AN ANTI-OBESITY SMARTPHONE APP COAXES KIDS AWAY FROM THEIR VIDEO AND TV SCREENS.

From the Nintendo Wii to Sony’s EyeToy, the home entertainment industry is seeking to motivate kids to get out of their chairs and move around when they play video games.

Stung by charges that video games are contributing to what some call an epidemic of obesity in America, the industry is hoping virtual reality can transform a passive activity into a physical one like shadow boxing with virtual targets or playing ball with remote teammates.

Mooi Choo Chuah also worries that a diet of video games, computers and movies is converting America’s kids into couch potatoes and “small muscle athletes.”

But Chuah, associate professor of computer science and engineering, wants to go a step or two further than Nintendo and Sony.

She wants to push physical fitness by liberating kids from their consoles and reconnecting them with the real world – and with each other.

Chuah and her undergraduate students have designed a mobile smartphone application that mounts a two-pronged attack on America’s sedentary lifestyle.

“If you want to entice kids to run around and engage in physical activity,” says Chuah, “you have to do it in a fun and social way.

“You need two things – competitiveness and an element of surprise.”

A virtual treasure hunt – played in the great outdoors

Chuah’s new mobile app, called WiFiTreasureHunt, combines treasure hunting with social networking and sensors.

When you click on the WiFiTreasureHunt app, your smartphone generates a map with, say, 10 locations chosen randomly from your immediate vicinity. Three sites might have a treasure – a coupon for a healthy snack or points that can be used to buy a ticket to a batting cage or skating rink.

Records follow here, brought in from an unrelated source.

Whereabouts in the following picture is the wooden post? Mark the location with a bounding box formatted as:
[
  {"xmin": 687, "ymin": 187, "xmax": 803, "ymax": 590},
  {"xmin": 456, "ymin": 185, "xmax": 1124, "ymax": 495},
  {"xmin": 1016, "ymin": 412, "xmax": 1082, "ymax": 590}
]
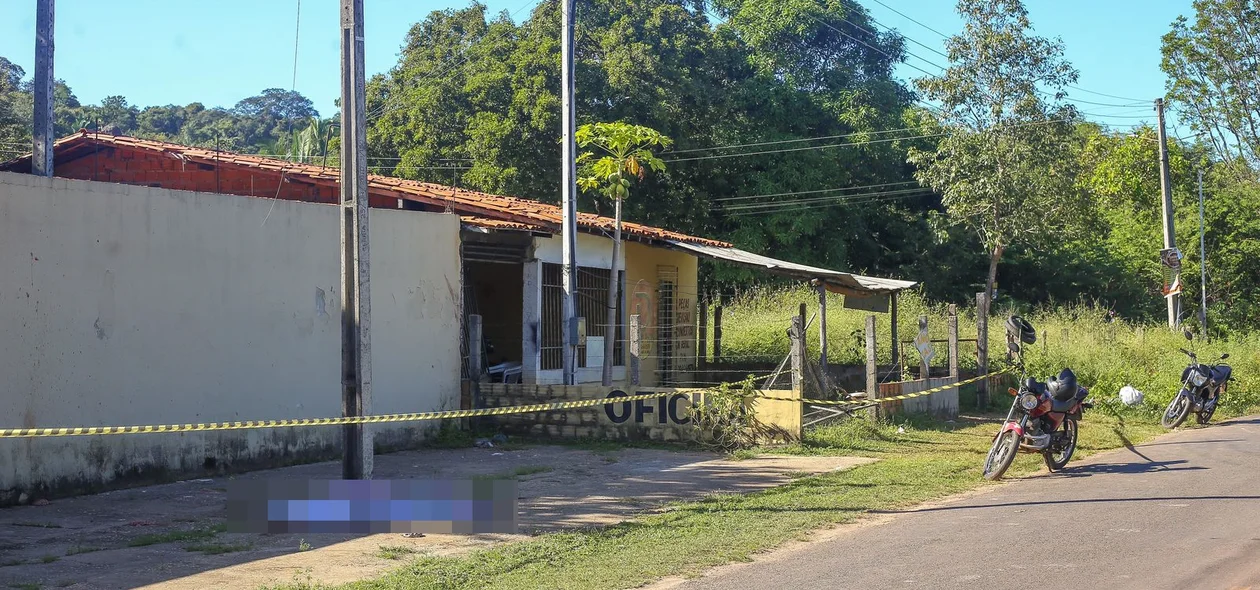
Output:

The app prompts you to press your thumb against your phone’s camera. A pulse-reading program calculates your heartbeat and displays it on the phone screen. To begin a game, you send your heartbeat and starting time to a remote server where your personal data – age, weight, gender – are stored.

The remote server will tell you if there are other online users you may want to invite to your game. You and your friends can devise your own strategy for visiting the sites and looking for the treasures.

Each time one player visits a location, the map on everyone’s screen will be updated to reveal if that location contains a treasure or not. The game ends when all the treasures have been discovered. You and the other players are then prompted to measure your heartbeats again.

The starting and ending heartbeat readings, the time it takes to complete the game, and the locations visited by each user will be sent to the remote server for tallying. Your group can invite other groups to play the game for a week or a month; in this case, the remote server will tally the data for all the groups and identify the winning group at the end of the competition duration.

“WiFiTreasureHunt is like playing a video game in real life,”says Chuah. “You interact not just with the computer, but with the environment and potentially your friends as well.”

Chuah has consulted with Judy Lasker, professor of sociology, on Fitness Tour. Several undergraduate students, including Steve Sample ’11 and Gregory Jakes, have helped with software programming.

Chuah’s next step is to test the app with human subjects, starting with college students. She also plans to add a barcode scanner program that will tell users the calorie content of the snack food they eat and suggest more healthful alternatives.

Further down the road, Chuah and her group will conduct a large-scale test to compare the exercise benefits between a control group using WiFiTreasureHunt and a group playing Wii games.

“Our goal is to design games with educational value and to do this in a way that is exciting and can help people,” she says.

An assist for special-ed teachers

In a related project, Chuah is developing a mobile-health smartphone app for autistic children and their teachers. Her collaborators include Linda Bambara, professor of special education, and Michael George, director of the Centennial School, a special-ed facility run by Lehigh.

In a computer science senior design project Chuah recently supervised, Michael DiBlasio ’11 designed an autism social alert system that correlates environmental stress factors with typical autistic behaviors. The system collects and analyzes accelerometer readings from a child’s phone to identify behaviors such as leg shaking or hand clenching that can occur in response to loud noises or other sudden changes in a child’s environment.

“Autistic children have short attention spans,” says Chuah. “They might not react well to strangers or to other unexpected stimuli. If we can correlate these events with misbehaviors, we can play an audio clip on a child’s earplugs. This could be the child’s mother or someone else with a soothing voice who can give guidance for proper behaviors.”

The autism application contains a feature that automates the data that teachers are required to record, potentially reducing their workload and freeing them to spend more time with students.

Chuah’s past research has been supported by NSF, the Pennsylvania Infrastructure Technology Alliance, the Army Research Laboratory and DARPA. She recently submitted an NSF proposal to conduct research into the system and security design of a mobile healthcare system.